As expected by us, the central bank kept interest rates unchanged.
Given the absence of significant economic vulnerabilities and
considering the cumulative 100 basis points rate reduction already
implemented, the RBI is well-positioned to maintain a neutral
approach. With operative rates already eased by ~150 bps, any further
cuts may be limited to just one more or two at best in case the growth
surprises on downside. Moreover, the implications of elevated tariffs
warrant careful evaluation, with key macroeconomic variables-such
as currency dynamics, capital flows, and evolving trade
relationships-requiring close monitoring. As rightly noted by the
Governor, monetary policy transmission operates with a lag and must
be allowed to fully play out.
In our view, we are at the fag end of the rate cut cycle and an additional
25 basis points rate cut would have had limited incremental impact
under prevailing liquidity conditions. That said, we continue to believe
that interest rates are likely to remain lower for an extended period.

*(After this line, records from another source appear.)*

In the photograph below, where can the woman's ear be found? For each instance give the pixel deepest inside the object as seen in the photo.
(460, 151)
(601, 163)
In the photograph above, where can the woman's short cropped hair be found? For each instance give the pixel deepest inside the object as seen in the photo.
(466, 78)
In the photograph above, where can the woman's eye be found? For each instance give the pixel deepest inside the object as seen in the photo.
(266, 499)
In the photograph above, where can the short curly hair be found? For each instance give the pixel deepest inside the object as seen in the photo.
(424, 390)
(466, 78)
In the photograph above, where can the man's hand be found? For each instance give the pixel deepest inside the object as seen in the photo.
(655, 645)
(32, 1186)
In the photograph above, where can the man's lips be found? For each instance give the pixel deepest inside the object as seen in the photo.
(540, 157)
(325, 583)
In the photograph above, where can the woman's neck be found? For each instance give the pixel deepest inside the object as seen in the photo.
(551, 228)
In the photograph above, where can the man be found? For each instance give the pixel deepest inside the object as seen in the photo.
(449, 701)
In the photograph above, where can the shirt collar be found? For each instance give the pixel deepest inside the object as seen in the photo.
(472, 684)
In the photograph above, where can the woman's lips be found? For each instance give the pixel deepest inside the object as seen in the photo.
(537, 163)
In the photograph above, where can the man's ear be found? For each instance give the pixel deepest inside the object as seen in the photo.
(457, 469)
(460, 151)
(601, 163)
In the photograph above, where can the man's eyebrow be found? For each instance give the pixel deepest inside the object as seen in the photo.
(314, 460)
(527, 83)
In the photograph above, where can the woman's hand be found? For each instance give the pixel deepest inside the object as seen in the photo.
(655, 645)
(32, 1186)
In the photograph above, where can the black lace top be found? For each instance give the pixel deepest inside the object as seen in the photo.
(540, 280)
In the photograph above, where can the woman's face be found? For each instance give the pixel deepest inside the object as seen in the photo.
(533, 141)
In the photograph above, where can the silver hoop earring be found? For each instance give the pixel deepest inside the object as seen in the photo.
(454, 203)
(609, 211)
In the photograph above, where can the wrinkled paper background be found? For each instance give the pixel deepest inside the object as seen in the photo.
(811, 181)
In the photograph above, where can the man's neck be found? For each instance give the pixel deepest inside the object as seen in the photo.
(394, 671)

We have gradually reduced duration in our portfolios since February
2025 transitioning from long duration strategies to accrual-based
strategies.
We believe that the current year's demand-supply mismatch is
worsening, with limited tactical support and rising issuance. This
imbalance could increase pressure on yields, especially in long-duration
segments.
We have been adding 2-5 year corporate bonds to the portfolio as we
expect surplus banking liquidity, lower supply of corporate bonds/ CDs
due to slowdown and delay in implementation of LCR guidelines and
attractive spreads and valuations. Incrementally short bonds can
outperform long bonds from risk-reward perspective due to a shallow
rate cut cycle, lower OMO purchases in the second half of the year and a
shift in focus to Govt Debt to GDP targets.